Durissima e disincantata la posizione dell’Unione Sindacale di Base sulla vertenza Whirlpool. Una storia già scritta, la definisce il sindacato indipendente nato nel 2010, destinata all’epilogo inevitabile rappresentato dal licenziamento dei 350 lavoratori dello stabilimento napoletano.
Il mercantilismo e la sacralità del profitto a cui la politica si sarebbe inchinata sono le cause, secondo l’USB, dell’ennesima sconfitta del lavoro: “Le multinazionali, come tutti i padroni, non fanno beneficenza e se ritengono che da qualche altra parte del mondo possano trovare condizioni economiche e produttive più favorevoli, spostano gli impianti e se ne vanno senza neanche ringraziare chi gli ha portato finora l'acqua con le orecchie. Come i governi italiani sempre ossequiosi e riconoscenti di fronte al fatto che venisse scelto il nostro Paese per aprire una fabbrica”.

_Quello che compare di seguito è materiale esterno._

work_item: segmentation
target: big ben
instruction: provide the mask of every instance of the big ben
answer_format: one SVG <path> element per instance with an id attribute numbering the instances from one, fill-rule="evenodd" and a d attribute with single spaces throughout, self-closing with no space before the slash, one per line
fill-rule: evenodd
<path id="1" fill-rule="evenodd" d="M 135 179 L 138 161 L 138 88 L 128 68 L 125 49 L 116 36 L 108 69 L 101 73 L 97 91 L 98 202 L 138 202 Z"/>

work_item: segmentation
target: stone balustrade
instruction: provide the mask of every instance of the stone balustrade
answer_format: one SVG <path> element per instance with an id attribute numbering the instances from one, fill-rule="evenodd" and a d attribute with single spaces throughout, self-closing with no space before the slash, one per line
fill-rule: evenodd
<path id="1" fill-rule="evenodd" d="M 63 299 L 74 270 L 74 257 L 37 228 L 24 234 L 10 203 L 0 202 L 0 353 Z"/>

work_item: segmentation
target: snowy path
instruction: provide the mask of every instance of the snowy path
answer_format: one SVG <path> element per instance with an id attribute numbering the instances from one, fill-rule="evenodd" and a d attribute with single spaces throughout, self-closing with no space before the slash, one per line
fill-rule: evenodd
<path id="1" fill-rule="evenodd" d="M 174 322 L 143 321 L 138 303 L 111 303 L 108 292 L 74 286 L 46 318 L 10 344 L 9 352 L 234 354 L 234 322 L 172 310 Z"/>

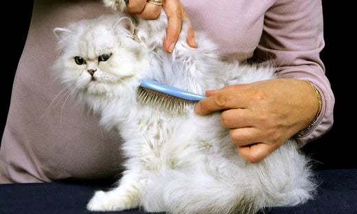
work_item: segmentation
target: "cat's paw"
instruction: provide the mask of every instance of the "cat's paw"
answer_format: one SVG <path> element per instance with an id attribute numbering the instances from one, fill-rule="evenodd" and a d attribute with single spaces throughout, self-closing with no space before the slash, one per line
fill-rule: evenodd
<path id="1" fill-rule="evenodd" d="M 124 11 L 126 9 L 126 3 L 124 0 L 103 0 L 104 5 L 111 8 L 114 10 Z"/>
<path id="2" fill-rule="evenodd" d="M 132 201 L 130 197 L 98 191 L 87 205 L 87 209 L 91 211 L 120 211 L 137 206 L 137 202 Z"/>

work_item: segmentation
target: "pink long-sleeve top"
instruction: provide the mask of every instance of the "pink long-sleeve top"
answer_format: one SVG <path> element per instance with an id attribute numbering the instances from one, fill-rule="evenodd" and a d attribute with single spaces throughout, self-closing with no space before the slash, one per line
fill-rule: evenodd
<path id="1" fill-rule="evenodd" d="M 271 60 L 279 76 L 312 82 L 322 97 L 314 125 L 300 145 L 327 132 L 334 97 L 319 53 L 325 45 L 321 0 L 182 0 L 195 31 L 206 32 L 228 60 Z"/>

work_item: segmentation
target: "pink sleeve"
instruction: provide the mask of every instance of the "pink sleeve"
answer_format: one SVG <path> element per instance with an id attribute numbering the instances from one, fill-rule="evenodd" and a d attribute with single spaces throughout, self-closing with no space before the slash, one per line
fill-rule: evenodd
<path id="1" fill-rule="evenodd" d="M 278 0 L 265 14 L 256 57 L 272 60 L 284 78 L 310 81 L 319 91 L 322 110 L 302 137 L 303 145 L 327 132 L 333 123 L 334 97 L 319 53 L 325 45 L 321 0 Z"/>

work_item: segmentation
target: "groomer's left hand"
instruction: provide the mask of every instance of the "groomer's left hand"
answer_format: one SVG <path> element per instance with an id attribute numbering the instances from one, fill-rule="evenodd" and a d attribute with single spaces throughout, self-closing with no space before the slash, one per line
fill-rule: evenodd
<path id="1" fill-rule="evenodd" d="M 275 79 L 207 91 L 195 106 L 198 115 L 223 110 L 220 121 L 230 129 L 238 154 L 258 162 L 308 127 L 319 108 L 316 92 L 307 82 Z"/>
<path id="2" fill-rule="evenodd" d="M 126 4 L 126 11 L 135 14 L 142 19 L 155 19 L 160 14 L 161 7 L 168 18 L 166 38 L 163 41 L 165 51 L 168 53 L 172 53 L 181 32 L 183 19 L 186 19 L 189 23 L 189 29 L 186 36 L 187 45 L 191 47 L 196 47 L 194 32 L 191 21 L 180 1 L 165 0 L 163 1 L 163 5 L 161 6 L 150 3 L 146 0 L 129 0 Z"/>

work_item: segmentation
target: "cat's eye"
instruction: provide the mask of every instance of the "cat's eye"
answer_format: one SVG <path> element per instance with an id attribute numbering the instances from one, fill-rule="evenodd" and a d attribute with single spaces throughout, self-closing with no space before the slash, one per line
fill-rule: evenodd
<path id="1" fill-rule="evenodd" d="M 111 54 L 102 54 L 100 56 L 98 56 L 98 62 L 105 62 L 109 59 L 111 57 Z"/>
<path id="2" fill-rule="evenodd" d="M 76 62 L 76 63 L 77 63 L 77 64 L 80 65 L 86 63 L 86 60 L 84 60 L 84 59 L 80 56 L 76 56 L 74 58 L 74 61 Z"/>

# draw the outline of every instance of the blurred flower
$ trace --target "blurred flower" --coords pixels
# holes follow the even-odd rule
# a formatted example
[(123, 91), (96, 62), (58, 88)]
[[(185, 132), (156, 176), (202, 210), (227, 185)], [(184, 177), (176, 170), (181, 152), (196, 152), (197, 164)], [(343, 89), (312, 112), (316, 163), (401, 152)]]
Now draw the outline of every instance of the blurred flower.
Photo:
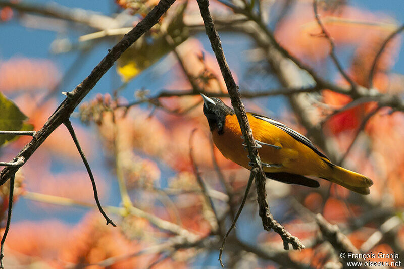
[(0, 62), (0, 89), (4, 93), (52, 89), (60, 78), (48, 60), (14, 58)]

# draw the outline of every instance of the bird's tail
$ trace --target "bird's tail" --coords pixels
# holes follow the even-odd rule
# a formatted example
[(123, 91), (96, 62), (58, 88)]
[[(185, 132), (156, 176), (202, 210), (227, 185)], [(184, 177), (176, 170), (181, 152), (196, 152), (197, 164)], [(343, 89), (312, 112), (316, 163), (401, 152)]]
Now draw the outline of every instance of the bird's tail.
[(359, 173), (351, 171), (328, 162), (327, 163), (330, 167), (330, 173), (323, 178), (361, 194), (370, 193), (369, 187), (373, 185), (373, 181), (371, 179)]

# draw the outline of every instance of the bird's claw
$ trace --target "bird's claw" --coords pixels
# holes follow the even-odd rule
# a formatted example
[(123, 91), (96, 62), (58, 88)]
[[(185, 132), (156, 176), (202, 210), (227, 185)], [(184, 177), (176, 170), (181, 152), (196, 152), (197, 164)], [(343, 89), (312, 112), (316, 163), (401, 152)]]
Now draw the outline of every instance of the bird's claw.
[[(256, 163), (253, 162), (248, 163), (248, 166), (252, 167), (255, 165)], [(267, 164), (266, 163), (261, 163), (262, 166), (265, 167), (273, 168), (280, 168), (282, 167), (282, 165), (278, 165), (277, 164)]]
[(271, 144), (268, 144), (267, 143), (264, 143), (263, 142), (261, 142), (260, 141), (258, 141), (257, 140), (256, 140), (256, 143), (258, 144), (260, 146), (260, 147), (262, 147), (262, 146), (268, 146), (270, 147), (273, 147), (276, 149), (281, 149), (282, 148), (279, 146), (275, 146), (275, 145), (272, 145)]
[(265, 167), (273, 167), (274, 168), (280, 168), (282, 167), (282, 165), (278, 165), (277, 164), (267, 164), (266, 163), (261, 163), (262, 166)]

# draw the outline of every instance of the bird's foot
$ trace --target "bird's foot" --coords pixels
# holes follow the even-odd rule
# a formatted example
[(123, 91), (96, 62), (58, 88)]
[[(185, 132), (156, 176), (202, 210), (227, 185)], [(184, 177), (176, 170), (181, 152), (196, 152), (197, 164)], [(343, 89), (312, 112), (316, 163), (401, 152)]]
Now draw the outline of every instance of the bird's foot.
[[(252, 162), (250, 162), (248, 163), (248, 165), (251, 167), (254, 166), (255, 164), (255, 163)], [(282, 165), (278, 165), (277, 164), (267, 164), (266, 163), (261, 163), (261, 164), (262, 164), (262, 166), (265, 167), (270, 167), (273, 168), (280, 168), (282, 167)]]

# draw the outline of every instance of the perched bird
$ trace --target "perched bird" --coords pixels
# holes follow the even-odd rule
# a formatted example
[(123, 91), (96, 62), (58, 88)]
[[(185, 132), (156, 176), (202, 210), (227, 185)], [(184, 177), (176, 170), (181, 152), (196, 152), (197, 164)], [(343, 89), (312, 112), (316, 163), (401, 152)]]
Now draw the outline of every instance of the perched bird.
[[(234, 111), (217, 98), (204, 98), (215, 145), (227, 158), (250, 169), (244, 139)], [(321, 178), (361, 194), (369, 194), (370, 178), (332, 164), (310, 141), (284, 124), (265, 116), (247, 113), (263, 168), (267, 177), (278, 181), (316, 188)]]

Per l’USB sarebbero mancati, negli anni passati e anche oggi, i vincoli necessari per imbrigliare gli istinti predatori delle multinazionali, naturalmente orientate alla ricerca del maggior profitto. Vincoli capaci di ancorare la loro azione a quella dimensione sociale del mercato sancita dalla Costituzione, che assegna allo Stato un ruolo attivo e non subalterno rispetto ai grandi capitali, davanti ai quali lo Stato ha spesso subito il ricatto occupazionale.

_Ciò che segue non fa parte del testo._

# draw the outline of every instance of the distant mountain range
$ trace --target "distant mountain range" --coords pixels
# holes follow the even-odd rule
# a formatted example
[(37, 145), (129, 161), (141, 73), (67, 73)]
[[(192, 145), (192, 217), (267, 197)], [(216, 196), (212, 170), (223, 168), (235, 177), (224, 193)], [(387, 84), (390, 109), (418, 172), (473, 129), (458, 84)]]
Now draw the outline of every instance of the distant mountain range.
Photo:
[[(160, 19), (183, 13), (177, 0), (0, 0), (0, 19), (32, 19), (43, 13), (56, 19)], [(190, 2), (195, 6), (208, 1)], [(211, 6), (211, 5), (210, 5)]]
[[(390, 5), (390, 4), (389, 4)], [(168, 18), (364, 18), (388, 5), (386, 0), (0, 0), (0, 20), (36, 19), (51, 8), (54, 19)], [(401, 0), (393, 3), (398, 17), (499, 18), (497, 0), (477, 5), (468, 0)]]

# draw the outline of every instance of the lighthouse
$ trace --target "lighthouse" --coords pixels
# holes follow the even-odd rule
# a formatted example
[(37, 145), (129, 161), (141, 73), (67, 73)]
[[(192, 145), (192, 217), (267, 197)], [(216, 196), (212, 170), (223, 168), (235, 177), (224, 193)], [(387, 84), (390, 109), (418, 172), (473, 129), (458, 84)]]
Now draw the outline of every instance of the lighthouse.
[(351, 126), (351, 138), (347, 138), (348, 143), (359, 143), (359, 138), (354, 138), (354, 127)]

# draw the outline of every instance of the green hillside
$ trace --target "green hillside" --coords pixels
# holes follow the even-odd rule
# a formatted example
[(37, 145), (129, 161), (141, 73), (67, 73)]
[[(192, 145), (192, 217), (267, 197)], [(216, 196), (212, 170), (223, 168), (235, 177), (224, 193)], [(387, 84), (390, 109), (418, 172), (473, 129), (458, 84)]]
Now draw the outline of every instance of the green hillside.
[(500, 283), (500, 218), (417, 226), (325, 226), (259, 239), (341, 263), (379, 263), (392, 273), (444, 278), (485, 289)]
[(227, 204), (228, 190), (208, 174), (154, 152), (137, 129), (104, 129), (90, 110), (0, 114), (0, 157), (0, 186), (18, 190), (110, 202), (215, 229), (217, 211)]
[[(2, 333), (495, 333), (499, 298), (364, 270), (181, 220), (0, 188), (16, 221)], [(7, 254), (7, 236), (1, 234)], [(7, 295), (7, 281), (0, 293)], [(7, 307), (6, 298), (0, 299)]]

La sofferenza della politica davanti alle decisioni delle multinazionali è frutto, secondo il sindacato, di scelte strategiche miopi che la pandemia si è incaricata di mettere a nudo: “Chi, anche nel recente passato, aveva accettato l'idea che nella divisione internazionale del lavoro all'Italia toccassero il turismo e i servizi alle imprese, oggi si confronta con una pandemia che ha devastato il turismo, soprattutto quello internazionale, e reso i servizi inutili e impraticabili di fronte alla spinta forzata alla digitalizzazione e al diffondersi dello smart working”.
L’aver trascurato il peso dell’industria sarebbe dunque un peccato mortale della politica, ormai incapace, secondo USB, di imporre il proprio ruolo dominante. Un ruolo che non si limiti a quello di mero erogatore di fondi e sussidi: “Gli interventi tampone, come plasticamente dimostra la vicenda Arcelor Mittal, la subordinazione ai capricci delle multinazionali, la disponibilità a usare i soldi pubblici per andare in soccorso non ai lavoratori ma ai padroni, si sono dimostrati non solo inefficaci ma addirittura hanno diffuso l'idea che nel nostro Paese si possa venire a fare shopping industriale serviti e riveriti e si possa scappare con i profitti e con i soldi dello Stato”.
“Sul tavolo del MISE - ammonisce l’USB - giacciono da tempo immemore più di duecento vertenze che non hanno trovato e non troveranno soluzione, ma porteranno inevitabilmente, soprattutto in questa drammatica fase, ad avvicinarci sempre più al baratro della totale desertificazione industriale”.
Per questo sarebbe necessario un cambiamento radicale di strategia. Una visione nuova, antitetica ai dogmi del liberismo: “è tempo di cambiare, scegliendo di darsi, o di ridarsi, strumenti nazionali di indirizzo e governo delle scelte economiche. Una nuova IRI, per capirsi, è necessaria oggi più che mai per garantire all’Italia il mantenimento di insediamenti produttivi, strategici per il Paese”.
Un ritorno al passato per garantire un futuro all’economia, alla società e a tutto il Paese.